Furthermore, based on these linguistic insights, a chatbot is developed that is equipped with a comprehensive understanding of contemporary slang terminologies related to crime. This chatbot enables interactive engagement and discourse on pertinent subjects within the rap genre, facilitating broader discussions about cultural representations in music and industry influences.
This interdisciplinary approach not only advances data science methodologies but also provides valuable insights into the portrayal of societal realities within artistic expression and its reception in the music industry across different labels and time periods.
Tsurgeon, Cyruss
M.S. Biomedical Data Science
Cell Census: Unlocking the Power of Artificial Intelligence for Accurate Cell Quantification
Cell counting is a fundamental task in various biological and medical research fields, providing crucial information about cellular populations in a variety of contexts.
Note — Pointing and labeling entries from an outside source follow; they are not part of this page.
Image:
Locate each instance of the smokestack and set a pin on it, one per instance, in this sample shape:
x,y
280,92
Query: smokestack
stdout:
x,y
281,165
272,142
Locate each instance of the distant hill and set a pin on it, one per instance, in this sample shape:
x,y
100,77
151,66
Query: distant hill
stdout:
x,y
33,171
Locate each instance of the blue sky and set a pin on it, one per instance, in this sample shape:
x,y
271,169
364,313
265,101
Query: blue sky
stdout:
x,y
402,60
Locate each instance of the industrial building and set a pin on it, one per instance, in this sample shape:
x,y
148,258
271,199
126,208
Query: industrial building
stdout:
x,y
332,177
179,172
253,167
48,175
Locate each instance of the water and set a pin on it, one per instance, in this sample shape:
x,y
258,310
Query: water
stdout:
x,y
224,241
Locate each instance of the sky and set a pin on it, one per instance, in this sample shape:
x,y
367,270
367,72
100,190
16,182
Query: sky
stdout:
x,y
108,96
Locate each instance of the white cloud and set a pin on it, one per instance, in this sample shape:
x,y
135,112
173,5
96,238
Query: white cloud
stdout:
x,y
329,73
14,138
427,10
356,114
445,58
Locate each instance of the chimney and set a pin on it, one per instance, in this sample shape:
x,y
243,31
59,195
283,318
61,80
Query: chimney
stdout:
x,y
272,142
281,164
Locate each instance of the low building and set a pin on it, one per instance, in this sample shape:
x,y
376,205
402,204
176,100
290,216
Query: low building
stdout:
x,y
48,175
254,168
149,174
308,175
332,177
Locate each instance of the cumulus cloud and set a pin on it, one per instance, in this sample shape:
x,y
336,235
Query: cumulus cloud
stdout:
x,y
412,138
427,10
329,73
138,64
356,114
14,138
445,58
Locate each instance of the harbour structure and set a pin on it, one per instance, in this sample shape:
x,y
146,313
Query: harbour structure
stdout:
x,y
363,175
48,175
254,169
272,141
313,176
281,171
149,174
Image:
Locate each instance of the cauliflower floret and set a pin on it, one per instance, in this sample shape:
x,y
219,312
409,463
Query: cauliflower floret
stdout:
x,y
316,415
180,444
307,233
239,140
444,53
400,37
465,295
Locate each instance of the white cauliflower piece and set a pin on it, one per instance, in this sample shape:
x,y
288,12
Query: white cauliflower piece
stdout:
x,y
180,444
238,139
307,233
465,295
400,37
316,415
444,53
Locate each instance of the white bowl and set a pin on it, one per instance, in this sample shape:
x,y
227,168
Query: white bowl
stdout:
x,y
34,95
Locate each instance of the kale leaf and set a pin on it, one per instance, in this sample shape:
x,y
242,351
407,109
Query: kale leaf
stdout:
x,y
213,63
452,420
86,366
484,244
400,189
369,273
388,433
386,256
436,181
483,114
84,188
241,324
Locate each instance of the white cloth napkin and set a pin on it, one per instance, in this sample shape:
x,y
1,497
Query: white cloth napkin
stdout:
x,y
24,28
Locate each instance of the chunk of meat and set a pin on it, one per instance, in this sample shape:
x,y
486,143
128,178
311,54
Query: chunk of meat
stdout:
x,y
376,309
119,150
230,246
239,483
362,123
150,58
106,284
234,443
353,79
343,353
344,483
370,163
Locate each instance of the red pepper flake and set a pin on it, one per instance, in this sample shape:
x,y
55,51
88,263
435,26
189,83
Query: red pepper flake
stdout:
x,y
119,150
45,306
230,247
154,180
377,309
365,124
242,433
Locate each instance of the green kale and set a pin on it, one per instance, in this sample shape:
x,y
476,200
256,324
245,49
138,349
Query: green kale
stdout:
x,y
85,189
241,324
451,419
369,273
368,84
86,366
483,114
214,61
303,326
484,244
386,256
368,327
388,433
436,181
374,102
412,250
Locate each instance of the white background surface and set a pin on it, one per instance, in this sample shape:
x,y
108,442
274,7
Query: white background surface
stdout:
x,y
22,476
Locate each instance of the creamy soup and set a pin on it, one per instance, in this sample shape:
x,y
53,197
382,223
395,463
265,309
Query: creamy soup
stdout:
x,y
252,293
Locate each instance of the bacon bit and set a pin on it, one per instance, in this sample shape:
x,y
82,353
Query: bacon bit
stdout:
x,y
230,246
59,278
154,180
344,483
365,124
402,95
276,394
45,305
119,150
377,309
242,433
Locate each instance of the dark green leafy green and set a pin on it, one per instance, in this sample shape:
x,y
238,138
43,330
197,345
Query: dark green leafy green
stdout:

The addition of fluorescence microscopy has revolutionized cell imaging by enabling visualization of specific cell types and components with high precision and sensitivity. Thus, providing advanced techniques for distinguishing individual cells or cellular features, segregating clusters of cells by type, and even labeling distinct cells in culture or tissue section. However, the manual counting of cells in-situ is a time-consuming and subjective process prone to human error and cannot be performed from microscope images themselves. To overcome these limitations, researchers have turned to deep learning techniques, leveraging their ability to learn intricate patterns and relationships in large datasets. In this paper, we present a comprehensive approach for automated cell counting using deep learning algorithms applied to fluorescent microscopy images. We propose a novel framework that combines convolutional neural networks (CNNs) with advanced image processing techniques and statistical methods, enabling accurate and efficient cell quantification. Our method utilizes annotated training data to train the network, and subsequently employs it for automated cell counting in unseen microscopy images. We demonstrate the effectiveness and robustness of our approach through extensive experiments on diverse datasets, showcasing improved performance compared to existing methods. The proposed deep learning-based automated cell counting technique holds immense potential for accelerating research and advancing our understanding of various biological processes, while also serving as a valuable tool for diagnostic and therapeutic applications in clinical settings. In addition, we demonstrate the application of our model in various contexts including medical diagnosis, drug discovery, biological research, and environmental monitoring. With this research, we provide a foundation for future investigations in biomedical image analysis, offering new insights into the applications of deep learning in computer vision for medicine and healthcare.